Nous sommes des êtres fait de sens, de sensorialité, sensitif. J’y tiens. J’insiste. Je radote.

En droit, on dit donc « le corps du délit ». C’est l’objet qui prouve matériellement l’existence du crime, du délit. L’objet, terme qui prend mille et un sens mais qui en psychanalyse est aussi de l’ordre du vivant. C’est le corps :  objet du désir. Le cops-objet aussi. Le mots objet n’est pas que de celui qui se pose sur une table fait de l’inerte.  Et c’est la rencontre qui se fait entre ces mots porteurs de sens et ce que notre société dit du viol, de l’inceste.

L’objet qui prouve le crime : c’est mon corps, le mien. Celui qui palpe la vie et que je palpe de ses propres extrémités. C’est mon être psychocorporelle. Le tout dans la relance. Il porte dans ses sens, ses contractions musculaires, la modification de son cerveau toutes les traces du crime subit. Mon vagin qui se rétracte, contracté, terrifié, qui devient bois pour que rien ne rentre, c’est du matériel, du dur. Ma psyché qui se fond dans les profondeurs de mon être corporel, c’est toujours du corps. C’est le corps du délit : c’est mon corps. Je ne suis pas victime d’un crime sans cadavre. J’ai été à la rencontre de ce corps qu’ils m’ont fait nier, disparaître. J’ai réunifié ce qu’ils avaient mis à distance pour faire leur œuvre. Non, je n’ai pas subi un meurtre sans cadavre ! Je veux dégoupiller cette expression.  Le corps de leur délit, de leur acte est vivant. Il est là. Il a survécu. Il a traversé les brisures, éraflures, déchirures, éviscérations, ecchymoses, contusions, balafres, plaies, infections, tuméfactions, mutilations, sévices, fêlures, fractures, lésions, écorchures, douleurs et autres effractions. Il est bien fait de chair, d’os, de muscles, de nerf, de viscère, de fluide, de sécrétions, de pulsations. Il s’est fait invisible sous leurs actes parce qu’ils ont couvert leurs traces par la négation du réel. Il s’est forgé ensuite une carapace de gras. Il s’est endurci et devenue cuirasse. C’est un corps qui surpasse la présence, qui la dépasse. Un corps qui s’impose, qui a transcendé. Il est vivant.

J’ai été accablé de ces crimes. Ils ont essayé de me balayer de l’existence, broyer sous leur toute puissance, réduit au néant. Mais là, mes nerfs n’ont pas lâché l’influx, bien au contraire. Mon vaisseau ses endurcis.

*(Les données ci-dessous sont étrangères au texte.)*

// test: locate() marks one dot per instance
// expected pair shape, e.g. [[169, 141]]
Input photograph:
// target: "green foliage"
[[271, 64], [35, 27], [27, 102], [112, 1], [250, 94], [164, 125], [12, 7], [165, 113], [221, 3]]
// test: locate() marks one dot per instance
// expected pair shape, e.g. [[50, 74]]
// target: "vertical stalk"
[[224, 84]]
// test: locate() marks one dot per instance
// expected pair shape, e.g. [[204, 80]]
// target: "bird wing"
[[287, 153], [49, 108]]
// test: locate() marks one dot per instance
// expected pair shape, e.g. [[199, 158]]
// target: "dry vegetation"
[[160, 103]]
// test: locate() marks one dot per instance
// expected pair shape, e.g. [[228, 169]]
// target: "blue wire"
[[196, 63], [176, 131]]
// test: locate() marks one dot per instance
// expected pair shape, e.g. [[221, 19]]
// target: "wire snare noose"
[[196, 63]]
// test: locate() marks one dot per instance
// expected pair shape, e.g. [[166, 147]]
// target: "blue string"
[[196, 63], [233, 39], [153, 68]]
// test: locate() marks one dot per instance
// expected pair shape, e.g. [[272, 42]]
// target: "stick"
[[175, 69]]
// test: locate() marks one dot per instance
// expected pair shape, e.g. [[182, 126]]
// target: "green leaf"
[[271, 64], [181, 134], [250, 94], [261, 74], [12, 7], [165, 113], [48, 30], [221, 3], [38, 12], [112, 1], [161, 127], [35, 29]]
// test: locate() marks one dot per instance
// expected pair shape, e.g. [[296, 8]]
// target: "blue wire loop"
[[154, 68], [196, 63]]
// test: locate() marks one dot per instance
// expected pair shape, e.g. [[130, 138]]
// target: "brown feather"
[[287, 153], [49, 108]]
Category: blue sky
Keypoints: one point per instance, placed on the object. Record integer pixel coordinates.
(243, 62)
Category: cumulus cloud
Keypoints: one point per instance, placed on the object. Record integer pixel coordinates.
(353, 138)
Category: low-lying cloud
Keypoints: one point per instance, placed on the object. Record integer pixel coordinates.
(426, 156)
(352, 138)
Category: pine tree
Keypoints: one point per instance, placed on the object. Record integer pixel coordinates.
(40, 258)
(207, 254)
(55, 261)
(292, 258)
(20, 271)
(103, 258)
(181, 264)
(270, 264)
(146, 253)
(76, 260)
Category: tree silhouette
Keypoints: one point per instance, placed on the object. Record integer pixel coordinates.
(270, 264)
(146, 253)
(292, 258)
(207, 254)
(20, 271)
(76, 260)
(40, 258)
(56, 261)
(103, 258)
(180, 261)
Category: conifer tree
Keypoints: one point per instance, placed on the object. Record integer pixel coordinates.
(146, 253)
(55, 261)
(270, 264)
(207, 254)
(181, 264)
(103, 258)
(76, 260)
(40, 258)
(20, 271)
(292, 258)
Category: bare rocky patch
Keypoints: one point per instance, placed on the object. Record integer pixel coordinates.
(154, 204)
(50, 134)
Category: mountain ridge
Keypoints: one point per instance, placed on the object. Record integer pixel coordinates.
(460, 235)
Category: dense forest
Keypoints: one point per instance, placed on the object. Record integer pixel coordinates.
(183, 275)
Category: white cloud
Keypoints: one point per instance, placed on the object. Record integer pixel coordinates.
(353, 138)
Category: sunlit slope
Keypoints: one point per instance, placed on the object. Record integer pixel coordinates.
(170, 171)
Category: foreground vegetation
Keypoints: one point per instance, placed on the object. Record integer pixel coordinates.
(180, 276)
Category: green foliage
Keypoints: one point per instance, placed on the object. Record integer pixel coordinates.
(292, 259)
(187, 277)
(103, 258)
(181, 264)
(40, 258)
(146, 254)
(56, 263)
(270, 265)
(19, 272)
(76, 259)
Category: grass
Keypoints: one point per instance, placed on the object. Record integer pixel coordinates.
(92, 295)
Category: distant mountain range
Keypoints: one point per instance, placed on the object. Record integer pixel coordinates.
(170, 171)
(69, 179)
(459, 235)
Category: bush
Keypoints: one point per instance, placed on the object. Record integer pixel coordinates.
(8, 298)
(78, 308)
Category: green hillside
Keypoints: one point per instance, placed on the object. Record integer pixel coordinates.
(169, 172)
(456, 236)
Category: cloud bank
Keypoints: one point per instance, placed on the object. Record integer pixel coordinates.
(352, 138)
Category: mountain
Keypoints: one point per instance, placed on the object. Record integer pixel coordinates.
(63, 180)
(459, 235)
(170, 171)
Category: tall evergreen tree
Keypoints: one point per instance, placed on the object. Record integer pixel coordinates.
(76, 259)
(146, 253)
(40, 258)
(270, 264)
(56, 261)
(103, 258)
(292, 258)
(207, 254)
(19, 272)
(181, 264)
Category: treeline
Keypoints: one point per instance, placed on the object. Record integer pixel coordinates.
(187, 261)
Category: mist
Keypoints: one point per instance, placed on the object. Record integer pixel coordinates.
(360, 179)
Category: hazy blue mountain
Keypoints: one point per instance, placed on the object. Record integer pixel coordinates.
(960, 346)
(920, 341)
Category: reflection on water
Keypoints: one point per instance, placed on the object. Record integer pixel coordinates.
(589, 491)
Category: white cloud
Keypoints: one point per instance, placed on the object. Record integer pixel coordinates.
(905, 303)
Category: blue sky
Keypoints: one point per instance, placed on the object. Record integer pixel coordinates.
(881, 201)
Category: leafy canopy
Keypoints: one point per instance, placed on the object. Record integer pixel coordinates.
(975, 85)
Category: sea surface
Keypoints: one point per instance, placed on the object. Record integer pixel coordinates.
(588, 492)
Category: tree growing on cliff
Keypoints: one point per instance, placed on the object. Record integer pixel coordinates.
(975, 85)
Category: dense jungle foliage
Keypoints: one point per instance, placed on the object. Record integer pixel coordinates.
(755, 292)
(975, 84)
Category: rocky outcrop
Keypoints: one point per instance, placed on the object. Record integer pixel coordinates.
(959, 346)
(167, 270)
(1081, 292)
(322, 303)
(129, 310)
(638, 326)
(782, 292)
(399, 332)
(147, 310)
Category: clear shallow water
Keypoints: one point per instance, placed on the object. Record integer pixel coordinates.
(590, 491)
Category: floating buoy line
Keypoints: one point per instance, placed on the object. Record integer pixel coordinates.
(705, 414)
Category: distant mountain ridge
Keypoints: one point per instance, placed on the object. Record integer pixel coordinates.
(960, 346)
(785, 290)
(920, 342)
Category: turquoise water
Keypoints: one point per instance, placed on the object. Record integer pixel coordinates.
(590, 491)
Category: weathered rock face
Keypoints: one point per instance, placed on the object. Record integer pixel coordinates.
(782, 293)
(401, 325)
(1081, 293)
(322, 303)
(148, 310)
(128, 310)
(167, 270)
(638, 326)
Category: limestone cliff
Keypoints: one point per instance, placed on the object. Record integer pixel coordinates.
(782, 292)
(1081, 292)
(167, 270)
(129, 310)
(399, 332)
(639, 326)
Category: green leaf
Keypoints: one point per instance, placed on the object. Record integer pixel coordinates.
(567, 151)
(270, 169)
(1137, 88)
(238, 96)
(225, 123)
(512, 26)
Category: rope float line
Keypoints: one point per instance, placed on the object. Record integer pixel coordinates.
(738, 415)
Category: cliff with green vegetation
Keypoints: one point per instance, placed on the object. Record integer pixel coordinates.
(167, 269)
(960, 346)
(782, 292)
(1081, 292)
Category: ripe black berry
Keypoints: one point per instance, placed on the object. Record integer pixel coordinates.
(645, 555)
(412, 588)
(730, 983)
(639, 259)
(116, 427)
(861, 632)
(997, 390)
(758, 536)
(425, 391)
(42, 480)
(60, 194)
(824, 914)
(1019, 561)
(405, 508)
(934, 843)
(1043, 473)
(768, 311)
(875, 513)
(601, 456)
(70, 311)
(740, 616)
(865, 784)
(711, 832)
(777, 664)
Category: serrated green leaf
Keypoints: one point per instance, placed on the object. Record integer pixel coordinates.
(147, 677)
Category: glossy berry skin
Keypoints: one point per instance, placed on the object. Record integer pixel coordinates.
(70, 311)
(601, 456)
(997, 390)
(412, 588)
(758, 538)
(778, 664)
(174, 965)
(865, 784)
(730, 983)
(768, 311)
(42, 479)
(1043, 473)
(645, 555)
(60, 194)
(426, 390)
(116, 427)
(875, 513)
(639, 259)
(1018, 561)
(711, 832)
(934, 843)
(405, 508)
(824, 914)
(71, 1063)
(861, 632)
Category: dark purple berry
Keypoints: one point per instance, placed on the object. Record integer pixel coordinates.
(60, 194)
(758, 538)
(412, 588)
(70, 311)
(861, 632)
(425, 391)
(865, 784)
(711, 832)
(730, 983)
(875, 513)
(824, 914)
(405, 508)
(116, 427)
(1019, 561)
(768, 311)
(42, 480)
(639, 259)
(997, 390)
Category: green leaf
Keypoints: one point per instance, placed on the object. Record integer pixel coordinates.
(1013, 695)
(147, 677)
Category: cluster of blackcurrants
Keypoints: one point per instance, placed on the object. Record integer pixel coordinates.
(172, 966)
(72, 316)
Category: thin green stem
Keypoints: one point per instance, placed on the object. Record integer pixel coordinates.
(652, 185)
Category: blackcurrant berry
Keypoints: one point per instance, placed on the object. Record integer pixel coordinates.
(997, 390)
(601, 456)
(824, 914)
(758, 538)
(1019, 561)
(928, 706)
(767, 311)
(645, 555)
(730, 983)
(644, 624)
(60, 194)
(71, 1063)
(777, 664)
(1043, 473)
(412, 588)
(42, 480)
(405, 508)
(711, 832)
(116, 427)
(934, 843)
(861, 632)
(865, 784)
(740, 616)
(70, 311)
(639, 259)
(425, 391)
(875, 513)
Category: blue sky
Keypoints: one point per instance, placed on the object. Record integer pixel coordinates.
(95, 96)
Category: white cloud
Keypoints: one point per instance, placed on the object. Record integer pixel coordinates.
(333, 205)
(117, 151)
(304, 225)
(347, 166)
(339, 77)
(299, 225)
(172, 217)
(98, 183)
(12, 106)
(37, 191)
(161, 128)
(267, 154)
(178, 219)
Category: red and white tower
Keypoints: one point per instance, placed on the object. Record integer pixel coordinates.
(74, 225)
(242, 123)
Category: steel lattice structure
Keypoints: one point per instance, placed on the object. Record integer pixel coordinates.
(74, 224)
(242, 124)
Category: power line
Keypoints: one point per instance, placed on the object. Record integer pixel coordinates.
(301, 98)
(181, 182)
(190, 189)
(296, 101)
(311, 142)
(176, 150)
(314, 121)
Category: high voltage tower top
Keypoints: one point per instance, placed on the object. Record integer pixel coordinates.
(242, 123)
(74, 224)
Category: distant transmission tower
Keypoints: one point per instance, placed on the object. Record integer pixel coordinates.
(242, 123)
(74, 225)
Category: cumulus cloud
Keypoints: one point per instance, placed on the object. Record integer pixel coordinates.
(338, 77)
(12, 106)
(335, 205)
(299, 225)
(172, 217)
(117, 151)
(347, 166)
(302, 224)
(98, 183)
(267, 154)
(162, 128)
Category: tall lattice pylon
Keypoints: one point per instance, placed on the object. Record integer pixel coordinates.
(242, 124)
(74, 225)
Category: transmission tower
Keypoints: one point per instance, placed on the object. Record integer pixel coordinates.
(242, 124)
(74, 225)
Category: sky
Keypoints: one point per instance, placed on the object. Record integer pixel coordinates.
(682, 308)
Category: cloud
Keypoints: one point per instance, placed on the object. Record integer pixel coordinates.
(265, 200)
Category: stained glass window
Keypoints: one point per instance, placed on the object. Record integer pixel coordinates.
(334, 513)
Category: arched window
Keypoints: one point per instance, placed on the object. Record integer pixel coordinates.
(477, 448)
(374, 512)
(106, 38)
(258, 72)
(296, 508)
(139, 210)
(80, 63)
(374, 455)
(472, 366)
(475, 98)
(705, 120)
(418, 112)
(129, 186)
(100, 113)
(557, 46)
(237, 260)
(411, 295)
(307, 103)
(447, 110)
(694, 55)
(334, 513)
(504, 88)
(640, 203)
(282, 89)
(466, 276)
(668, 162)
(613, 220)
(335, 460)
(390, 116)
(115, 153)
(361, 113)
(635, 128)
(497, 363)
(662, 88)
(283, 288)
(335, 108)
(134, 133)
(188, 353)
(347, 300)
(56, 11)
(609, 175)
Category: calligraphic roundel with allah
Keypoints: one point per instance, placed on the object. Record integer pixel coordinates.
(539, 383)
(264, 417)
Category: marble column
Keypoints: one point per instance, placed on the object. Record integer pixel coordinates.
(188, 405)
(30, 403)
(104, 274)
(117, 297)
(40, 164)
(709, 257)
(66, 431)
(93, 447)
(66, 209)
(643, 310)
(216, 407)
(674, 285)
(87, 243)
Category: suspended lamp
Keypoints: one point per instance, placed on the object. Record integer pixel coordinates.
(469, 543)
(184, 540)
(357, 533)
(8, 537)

Ne me retirez pas l’être charnel de mon histoire par vos expressions et vos mots. Arrêtez ses expressions qui tente de couvrir les traces de leurs crimes que vous ne voulez pas voir.  Arrêtez de chercher à me faire adhérer à la dépersonnalisation qu’ils ont voulu planter en moi. Nous sommes des êtres sensoriels. J’ai survécu. Point de dépouille, de charogne. De la vie, pulsatile, vibrante, ondulante, a cœur battant la chamade, dans le rythme d’une chorégraphie ardente, désirante, durable, je demeure vivante. Je suis la demeure, porteuse de sens, du sens de mon vivant.

Ces mots, cette vision m’appartiennent, ce n’est ni vérité, ni dogme, c’est juste ce que me disent mes tripes.